9.8.17

Império



Tobias Jesso Jr., “Without You” (live at Later with Jools Holland), in https://www.youtube.com/watch?v=ScQW5mizYGo    
O património abainhado no ouro mais precioso que temos: os lugares demandados, as palavras de que apenas nós fomos tutores, a casa fortaleza, a janela por onde lançamos âncora ao resto do mundo – o resto do mundo que cabe todo na moldura da janela de que somos feitores.

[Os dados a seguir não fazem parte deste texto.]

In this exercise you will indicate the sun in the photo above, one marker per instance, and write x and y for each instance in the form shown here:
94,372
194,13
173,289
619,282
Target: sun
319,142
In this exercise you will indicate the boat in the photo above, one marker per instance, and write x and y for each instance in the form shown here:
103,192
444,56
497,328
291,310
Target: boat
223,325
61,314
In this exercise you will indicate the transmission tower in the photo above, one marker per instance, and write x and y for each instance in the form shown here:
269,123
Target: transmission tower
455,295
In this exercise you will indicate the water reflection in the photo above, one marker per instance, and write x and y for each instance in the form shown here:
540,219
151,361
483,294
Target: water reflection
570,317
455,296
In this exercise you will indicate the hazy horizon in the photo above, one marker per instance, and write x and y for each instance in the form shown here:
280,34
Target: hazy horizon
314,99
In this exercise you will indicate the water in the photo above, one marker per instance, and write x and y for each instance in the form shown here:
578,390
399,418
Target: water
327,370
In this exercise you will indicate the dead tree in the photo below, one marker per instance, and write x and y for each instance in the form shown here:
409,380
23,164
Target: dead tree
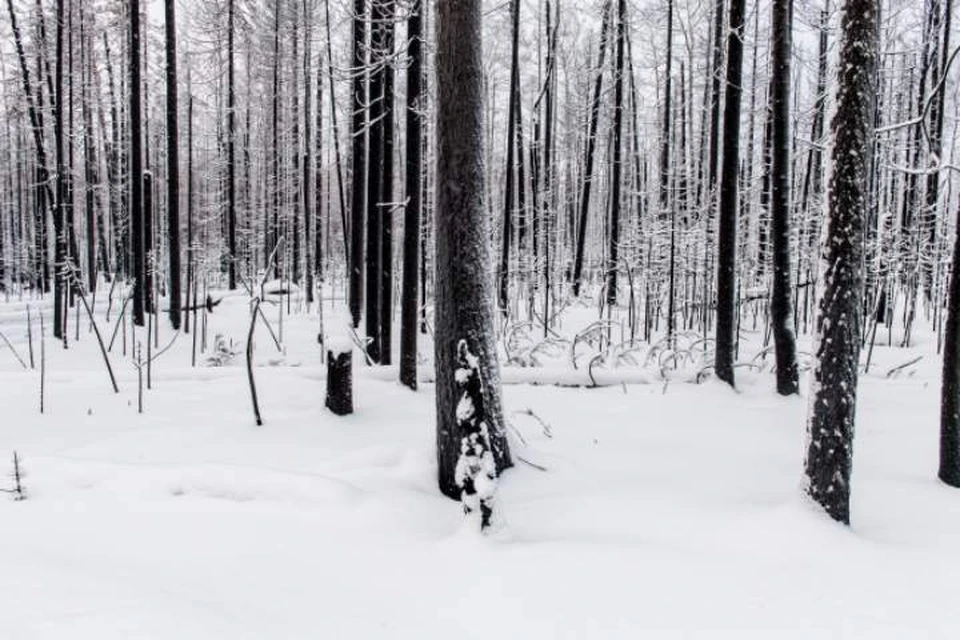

Há, neste império, todo o mar que temos nas mãos, o mar por onde sondamos as purezas e as impurezas, a glorificação do que tal merece e os ruídos da melancolia, toda uma maresia imorredoira que é o perfume que exalamos. As flores que tingimos são o vibrante testemunho da inteireza. Não sabemos se não ser nós, o império onde o mundo tem lugar. Não há equívoco: é assim mesmo, do todo (o império que somos nós) para a parte (o mundo, de que somos casa). Desalinhando dos néones apetecíveis, preferindo as sombras de onde erguemos as ameias que queremos singulares, logo seguidas por beijos irrecusáveis, as horas de silêncio mais eloquentes do que palavras mil, um singelo olhar que entra nas profundezas da alma, a música lida, a poesia cantada, as palavras-sedimento que cimentam as costuras de um uníssono. Pois não há sombras, daquelas madraças, improfícuas, as sombras lugares-tenentes da perfídia, que sejam apoquentação bastante. (Deixamos essas sombras aos seus fautores, pobres algozes de si mesmos, medíocres representações da espécie.)
No lugar mais alto do tempo, onde descobrimos os promontórios inacessíveis (menos para nós) de onde tomamos o mundo nas mãos, encontramos a matéria-prima do império de que registámos marca. Na indelével dança, imaginada ao menos (por incapacidade minha), onde abraçamos os corpos na confluência dos rios que fertilizam os lugares que pisamos. Não deixamos os corpos órfãos, nem desaproveitamos as palavras que pedem licença ao silêncio capaz. No domínio que é nosso império, somos predicados perfeitos, representações autónomas das vontades alheias, somos uma vontade soberana, desenhando no céu à nossa volta as palavras caiadas no fogo nunca fátuo.
Somos o palco onde têm perfeição as veleidades até mais distantes. Desde o império, no lugar incontestável de imperadores, sobranceiros ao mundo que se depõe aos nossos pés.